Test data and file generation: desktop software or on-line service?

At the moment ant QA engineer or software developer has access to a lot of the data generation and data management tools. There are two common ways to generate the test data by third-party tool: install the software in own infrastructure (desktop or server) or use SAAS model (software as a service.

The third-party service has a few advantages for fast data with easy structure generation:

  • You have not to install it at all.
  • It is ready to use. You should not prepare or tune it.
  • Easy to use interface.
  • Most of these services are free.

It is a perfect way to create a small set of data without complex relationships or dependencies. You can make it in a few mouse clicks only.
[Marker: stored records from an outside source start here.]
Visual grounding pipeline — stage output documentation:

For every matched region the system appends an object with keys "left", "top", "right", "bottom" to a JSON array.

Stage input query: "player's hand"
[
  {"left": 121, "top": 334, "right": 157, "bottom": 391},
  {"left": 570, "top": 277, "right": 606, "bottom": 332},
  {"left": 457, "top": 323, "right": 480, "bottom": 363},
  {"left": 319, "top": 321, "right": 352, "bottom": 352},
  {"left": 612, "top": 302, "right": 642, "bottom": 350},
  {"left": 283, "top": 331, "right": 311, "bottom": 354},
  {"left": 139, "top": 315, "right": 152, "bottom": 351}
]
However, the online services have some critical limitation by design. The most important of them is access to your local data sources, database schemas, files, spreadsheets, etc. For security reasons, you can't give access to your infrastructure for third-party web service.

Therefore, the SAAS solution can't analyze your database structure if your database is not cloud-based as well. You should define the target data set structure manually or export and import. Also, you can't use your Excel spreadsheet or Microsoft Access database as a source for a target column. Instead of, you have to use random data. It makes datasets less realistic.

The second limitation is internal structures and sources disclosure. The third party service will access to your database schema, your files with dictionaries, etc. It is critical for companies with strong policy and can block SAAS model usage.

The last important problem id a channel bandwidth. It is not important if you need to create 1M easy rows with 5-7 columns. But if you need 10 billion of rows with the complex structure the channel will be a bottleneck.

Due to the free model of distribution, most online data generation services do not provide you with quality technical support. On the other hand, all of them are easy to use for most popular cases.

The desktop solutions have no mentioned limitations. However, all of the modern tools have complex GUI. You need some time to understand the generation model and learn the tool. For example, some tools based on the database table list and do not allow you to create a few rules for the same table.

The second, you need some time to tune the tool for your environment: database connections, access rights to shared data sources and files, etc.

Most of powerful data generators are not a free or open source. The typical license cost is between 50-70 USD for the single database to 400-500 USD for universal full-featured tools per user.

So, we recommend to start from free online services and switch to the desktop product if SAAS model's limitations are critical for your projects.